How Overtime Pay Works and the 2026 Tax Deduction That Changes the Math
Last updated July 2, 2026
Overtime rules in the United States trace back to the Fair Labor Standards Act of 1938, and the core requirement has not changed: non-exempt employees who work more than 40 hours in a workweek must be paid at least 1.5 times their regular rate for every hour beyond that threshold. The workweek is defined as any fixed, recurring 168-hour period. At $20 an hour, an employee working 48 hours earns $800 in regular pay plus $240 in overtime, for a total of $1,040. California operates under a stricter framework, requiring time-and-a-half after 8 hours in a single day, and double time after 12 hours.

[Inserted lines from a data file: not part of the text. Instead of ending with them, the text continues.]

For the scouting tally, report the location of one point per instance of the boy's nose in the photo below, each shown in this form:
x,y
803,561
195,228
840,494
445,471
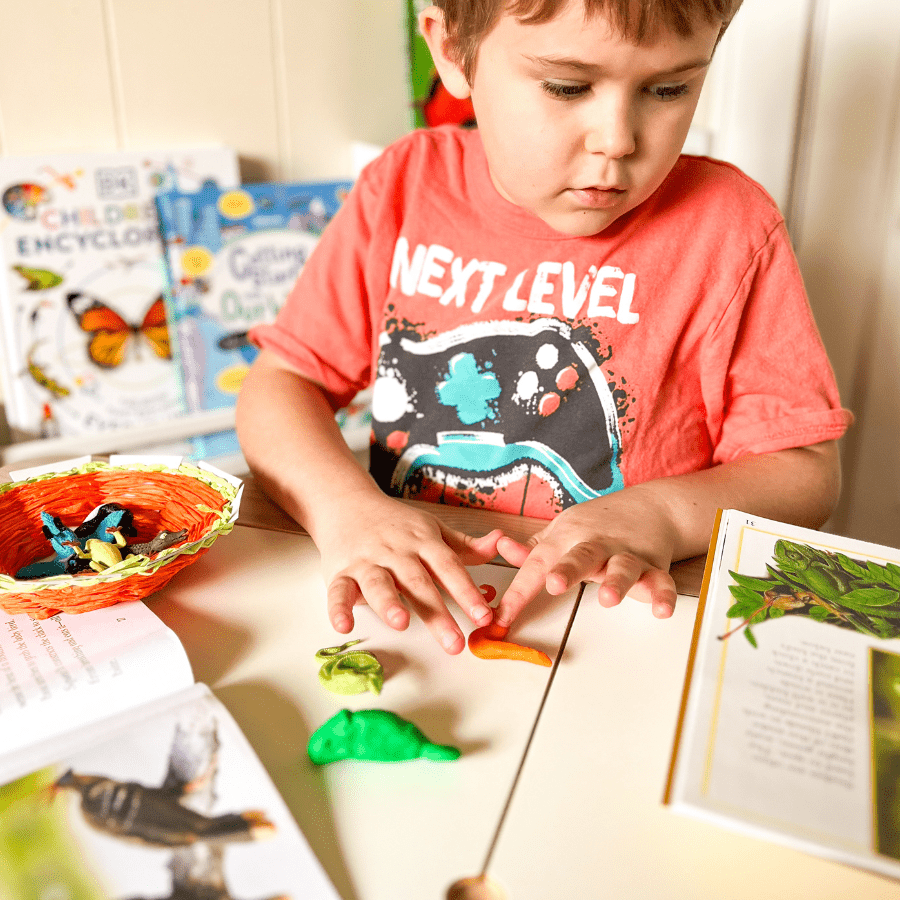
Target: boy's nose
x,y
610,131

The One Big Beautiful Bill Act of 2025 created a new federal income tax deduction under IRC Section 225 for qualified overtime compensation. The deduction covers the premium portion of FLSA-required overtime for tax years 2025 through 2028, capped at $12,500 per year for single filers and $25,000 for married filing jointly, and phases out beginning at $150,000 MAGI. The deduction does not reduce FICA taxes, but at a 22 percent marginal rate, $6,000 in qualifying overtime premium saves approximately $1,320 in federal income tax.
Overtime is a legal requirement with precise math, and the new IRC Section 225 deduction makes the after-tax value meaningfully higher for eligible workers through 2028. Know your state's daily overtime rules, verify the current federal exemption threshold, and confirm your employer is applying the right rate to the right hours.